On March 4, 2025, Aniket Maiti successfully defended the thesis “Controlling and protecting quantum information in superconducting oscillators” (advisor: Robert Schoelkopf).

Maiti explained, “We’re entering a new era of extremely well-controlled experiments where we directly manipulate the quantum states of complicated systems for potentially exponential gains in sensing and computation. My work at Yale focused on a particularly interesting form of quantum information, that stored in the continuous variable phase-space of microwave light. The systems I built allowed the control of microwave light in multiple oscillators down to a single photon (that’s less than three-millionths of an attojoule of energy) with ultra-high fidelity. This gave rise to a new quantum processor architecture and many interesting investigations into the interaction of light and matter!”

He will be working as a Research Scientist at Google Quantum, helping them build scalable fault-tolerant quantum computers.

Thesis abstract

Modern quantum experiments allow the precise manipulation and measurement of many-body quantum states, pushing quantum mechanics from a testable theory to a utilizable technology. The central promise of these systems is to process quantum information for exponential advantages in computing, sensing, and communication. An interesting way to achieve such a processor is to store and manipulate quantum information in the continuous-variable (bosonic) phase space of light. Since photons in free-space do not talk to each other, such an approach necessarily requires the introduction of nonlinearity through strong light-matter couplings. However, since all matter is lossy, this inevitably introduces a trade-off between the speed of control and the inherited decoherence of the light.
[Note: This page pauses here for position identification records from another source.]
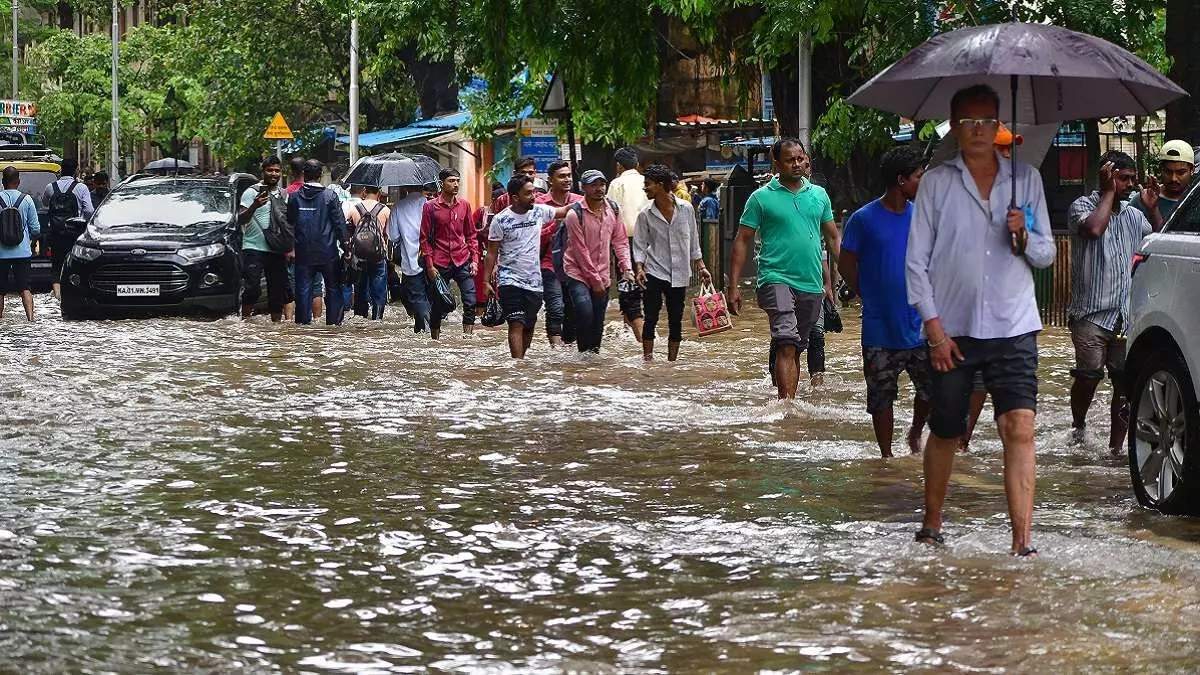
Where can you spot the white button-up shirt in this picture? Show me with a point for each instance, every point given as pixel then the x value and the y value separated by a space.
pixel 960 267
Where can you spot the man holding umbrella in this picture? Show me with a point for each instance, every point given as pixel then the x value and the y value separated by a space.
pixel 977 303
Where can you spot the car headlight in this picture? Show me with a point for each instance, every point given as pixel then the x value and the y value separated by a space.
pixel 84 252
pixel 197 254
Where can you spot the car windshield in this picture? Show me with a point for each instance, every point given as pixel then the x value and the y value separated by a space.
pixel 168 203
pixel 34 183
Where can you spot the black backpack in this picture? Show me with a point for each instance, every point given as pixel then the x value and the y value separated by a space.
pixel 369 244
pixel 279 233
pixel 61 207
pixel 12 223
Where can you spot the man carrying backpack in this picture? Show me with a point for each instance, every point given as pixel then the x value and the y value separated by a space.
pixel 592 230
pixel 450 249
pixel 258 256
pixel 18 226
pixel 369 223
pixel 65 198
pixel 315 214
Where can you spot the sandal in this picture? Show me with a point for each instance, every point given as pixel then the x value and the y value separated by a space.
pixel 929 536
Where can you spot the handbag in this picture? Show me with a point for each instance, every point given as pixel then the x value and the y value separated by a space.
pixel 441 294
pixel 832 318
pixel 711 311
pixel 493 315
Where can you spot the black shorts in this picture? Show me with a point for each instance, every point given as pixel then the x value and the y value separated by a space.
pixel 1009 368
pixel 15 275
pixel 520 305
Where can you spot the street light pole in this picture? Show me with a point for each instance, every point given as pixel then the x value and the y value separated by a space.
pixel 354 90
pixel 117 127
pixel 15 51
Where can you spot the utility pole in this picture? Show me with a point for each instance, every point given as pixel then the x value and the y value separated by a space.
pixel 804 100
pixel 15 51
pixel 117 120
pixel 354 90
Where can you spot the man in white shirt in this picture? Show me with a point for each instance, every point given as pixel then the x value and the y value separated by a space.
pixel 628 190
pixel 969 272
pixel 405 233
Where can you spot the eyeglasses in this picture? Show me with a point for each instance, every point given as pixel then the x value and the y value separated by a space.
pixel 975 124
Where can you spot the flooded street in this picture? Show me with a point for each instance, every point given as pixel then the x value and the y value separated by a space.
pixel 204 497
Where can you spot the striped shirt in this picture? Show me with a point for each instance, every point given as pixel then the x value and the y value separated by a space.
pixel 1102 269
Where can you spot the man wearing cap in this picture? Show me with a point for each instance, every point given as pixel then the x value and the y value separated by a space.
pixel 1176 160
pixel 593 228
pixel 628 190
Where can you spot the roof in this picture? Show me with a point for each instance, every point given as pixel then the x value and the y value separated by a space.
pixel 420 130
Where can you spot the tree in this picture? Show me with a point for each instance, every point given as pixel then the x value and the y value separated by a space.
pixel 1182 47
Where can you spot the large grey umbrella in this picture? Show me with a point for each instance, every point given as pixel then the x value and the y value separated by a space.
pixel 1043 73
pixel 394 169
pixel 1061 75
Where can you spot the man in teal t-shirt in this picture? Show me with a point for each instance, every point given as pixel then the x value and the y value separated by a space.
pixel 258 258
pixel 790 215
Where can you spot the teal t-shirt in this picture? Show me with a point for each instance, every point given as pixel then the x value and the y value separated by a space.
pixel 789 225
pixel 252 233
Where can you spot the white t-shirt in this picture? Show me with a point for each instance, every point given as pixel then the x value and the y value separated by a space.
pixel 520 237
pixel 405 231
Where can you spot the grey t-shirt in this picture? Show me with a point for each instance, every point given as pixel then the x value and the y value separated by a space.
pixel 520 237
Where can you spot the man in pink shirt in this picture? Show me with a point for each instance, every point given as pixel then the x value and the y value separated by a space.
pixel 593 230
pixel 553 292
pixel 449 248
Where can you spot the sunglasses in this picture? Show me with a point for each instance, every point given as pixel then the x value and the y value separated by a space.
pixel 976 124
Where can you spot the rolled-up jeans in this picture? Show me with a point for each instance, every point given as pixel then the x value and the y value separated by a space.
pixel 372 287
pixel 305 276
pixel 552 299
pixel 587 311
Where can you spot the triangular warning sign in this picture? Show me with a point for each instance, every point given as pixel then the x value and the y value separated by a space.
pixel 279 129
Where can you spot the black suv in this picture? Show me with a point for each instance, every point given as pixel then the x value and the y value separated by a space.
pixel 159 245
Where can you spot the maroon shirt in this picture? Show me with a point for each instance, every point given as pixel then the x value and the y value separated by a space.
pixel 454 230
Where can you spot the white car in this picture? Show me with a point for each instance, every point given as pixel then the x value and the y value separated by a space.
pixel 1162 364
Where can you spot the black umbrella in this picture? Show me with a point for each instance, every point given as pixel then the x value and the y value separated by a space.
pixel 394 169
pixel 169 165
pixel 1056 75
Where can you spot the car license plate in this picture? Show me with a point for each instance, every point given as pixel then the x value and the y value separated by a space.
pixel 137 290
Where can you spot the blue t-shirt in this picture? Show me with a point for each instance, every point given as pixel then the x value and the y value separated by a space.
pixel 880 239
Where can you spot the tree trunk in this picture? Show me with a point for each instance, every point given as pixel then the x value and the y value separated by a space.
pixel 1183 47
pixel 1092 142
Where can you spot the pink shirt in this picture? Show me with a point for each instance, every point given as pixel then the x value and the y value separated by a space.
pixel 547 257
pixel 586 257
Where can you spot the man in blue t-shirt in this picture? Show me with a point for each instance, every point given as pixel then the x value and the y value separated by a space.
pixel 873 262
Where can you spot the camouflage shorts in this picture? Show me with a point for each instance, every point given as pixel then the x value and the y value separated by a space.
pixel 882 369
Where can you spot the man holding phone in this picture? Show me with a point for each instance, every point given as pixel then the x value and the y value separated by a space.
pixel 257 257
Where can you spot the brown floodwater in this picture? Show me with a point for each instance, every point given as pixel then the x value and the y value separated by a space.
pixel 186 496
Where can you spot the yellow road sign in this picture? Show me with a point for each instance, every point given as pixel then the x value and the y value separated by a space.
pixel 279 129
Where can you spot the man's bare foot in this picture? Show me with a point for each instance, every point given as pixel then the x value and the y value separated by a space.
pixel 915 442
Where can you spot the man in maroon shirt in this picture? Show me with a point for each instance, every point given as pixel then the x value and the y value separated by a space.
pixel 558 328
pixel 449 246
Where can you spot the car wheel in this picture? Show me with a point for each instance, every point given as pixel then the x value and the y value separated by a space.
pixel 1163 432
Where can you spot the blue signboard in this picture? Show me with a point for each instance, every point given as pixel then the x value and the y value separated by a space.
pixel 544 149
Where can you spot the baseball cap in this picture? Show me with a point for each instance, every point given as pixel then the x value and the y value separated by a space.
pixel 1176 151
pixel 592 175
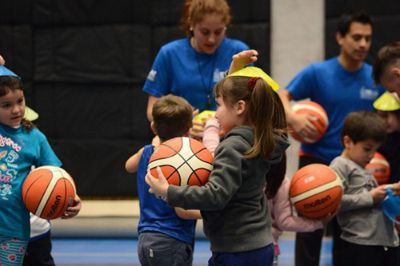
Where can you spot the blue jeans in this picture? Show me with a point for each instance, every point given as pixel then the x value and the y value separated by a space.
pixel 258 257
pixel 155 249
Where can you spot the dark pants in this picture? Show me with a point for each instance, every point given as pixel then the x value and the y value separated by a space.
pixel 361 255
pixel 156 249
pixel 38 252
pixel 259 257
pixel 308 245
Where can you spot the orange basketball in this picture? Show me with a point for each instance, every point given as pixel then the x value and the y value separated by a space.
pixel 316 191
pixel 48 191
pixel 321 121
pixel 379 167
pixel 183 161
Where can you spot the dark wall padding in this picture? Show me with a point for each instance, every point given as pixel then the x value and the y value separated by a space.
pixel 385 17
pixel 84 62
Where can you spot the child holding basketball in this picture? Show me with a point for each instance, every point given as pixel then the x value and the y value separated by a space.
pixel 235 213
pixel 283 217
pixel 22 146
pixel 368 235
pixel 166 234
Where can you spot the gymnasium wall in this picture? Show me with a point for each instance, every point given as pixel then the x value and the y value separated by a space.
pixel 385 15
pixel 83 63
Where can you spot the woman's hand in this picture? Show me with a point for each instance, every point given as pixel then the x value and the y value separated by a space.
pixel 158 186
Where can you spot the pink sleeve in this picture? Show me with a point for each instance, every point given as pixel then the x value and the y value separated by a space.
pixel 283 213
pixel 211 134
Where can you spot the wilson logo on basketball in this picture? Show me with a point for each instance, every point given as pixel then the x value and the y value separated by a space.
pixel 54 207
pixel 316 191
pixel 317 202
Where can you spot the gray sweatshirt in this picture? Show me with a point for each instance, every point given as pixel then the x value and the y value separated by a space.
pixel 362 222
pixel 234 209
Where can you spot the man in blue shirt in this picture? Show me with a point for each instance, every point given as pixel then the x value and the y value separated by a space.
pixel 341 85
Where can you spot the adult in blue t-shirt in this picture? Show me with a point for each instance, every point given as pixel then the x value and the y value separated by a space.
pixel 341 85
pixel 190 67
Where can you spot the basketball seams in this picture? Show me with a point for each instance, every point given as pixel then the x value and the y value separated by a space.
pixel 308 193
pixel 311 106
pixel 27 189
pixel 47 193
pixel 46 188
pixel 187 163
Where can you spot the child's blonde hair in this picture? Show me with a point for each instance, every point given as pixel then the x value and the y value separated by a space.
pixel 264 112
pixel 11 83
pixel 172 117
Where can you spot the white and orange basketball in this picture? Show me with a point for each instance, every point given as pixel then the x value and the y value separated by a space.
pixel 316 191
pixel 321 121
pixel 183 161
pixel 379 167
pixel 48 191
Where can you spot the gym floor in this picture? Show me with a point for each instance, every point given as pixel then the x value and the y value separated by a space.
pixel 104 233
pixel 118 252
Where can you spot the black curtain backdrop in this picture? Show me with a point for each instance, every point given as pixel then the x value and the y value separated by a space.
pixel 83 64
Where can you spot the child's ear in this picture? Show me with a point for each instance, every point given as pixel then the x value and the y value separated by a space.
pixel 240 107
pixel 153 127
pixel 347 141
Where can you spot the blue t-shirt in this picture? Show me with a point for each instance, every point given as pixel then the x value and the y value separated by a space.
pixel 180 70
pixel 155 214
pixel 19 151
pixel 339 92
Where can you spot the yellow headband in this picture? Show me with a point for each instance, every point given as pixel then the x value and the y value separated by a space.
pixel 256 72
pixel 387 102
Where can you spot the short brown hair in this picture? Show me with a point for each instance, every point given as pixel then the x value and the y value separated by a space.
pixel 195 10
pixel 172 117
pixel 12 83
pixel 387 55
pixel 364 125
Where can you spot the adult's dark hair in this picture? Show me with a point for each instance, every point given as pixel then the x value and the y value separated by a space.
pixel 388 55
pixel 364 125
pixel 343 26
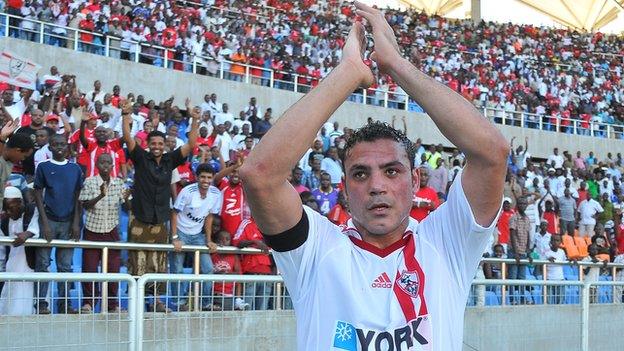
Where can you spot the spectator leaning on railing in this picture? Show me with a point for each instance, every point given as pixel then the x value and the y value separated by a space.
pixel 152 195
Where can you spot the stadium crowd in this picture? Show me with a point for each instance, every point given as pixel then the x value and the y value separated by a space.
pixel 173 166
pixel 567 77
pixel 72 152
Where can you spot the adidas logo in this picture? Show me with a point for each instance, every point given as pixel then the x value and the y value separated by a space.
pixel 382 282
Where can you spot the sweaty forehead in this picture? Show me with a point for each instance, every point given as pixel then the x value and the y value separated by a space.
pixel 376 153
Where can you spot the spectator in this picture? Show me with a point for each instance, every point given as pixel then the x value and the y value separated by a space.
pixel 339 214
pixel 101 196
pixel 22 223
pixel 191 219
pixel 607 207
pixel 519 236
pixel 567 209
pixel 587 213
pixel 248 235
pixel 13 148
pixel 326 195
pixel 494 270
pixel 438 178
pixel 333 166
pixel 36 124
pixel 503 224
pixel 555 271
pixel 235 209
pixel 297 177
pixel 152 195
pixel 57 189
pixel 43 153
pixel 425 199
pixel 227 264
pixel 312 178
This thesis achieves controllable bosonic systems by trapping microwave light in the standing waves of a superconducting oscillator, and making it interact with Josephson junction-based nonlinearities. I first demonstrate novel ways to exchange single photons between two oscillators through carefully constructed driven nonlinearities, achieving several orders of magnitude higher fidelity than previously possible. I then introduce ways to utilize such a high-fidelity coupler to dynamically couple light and matter, in a way that breaks the trade-off between universal control and inherited decoherence. Finally, I theoretically show how such universal control can autonomously protect any appropriate error-correction code in the bosonic mode, against a full Lindbladian error channel. Together, this thesis provides a promising path towards fault-tolerant bosonic quantum processors.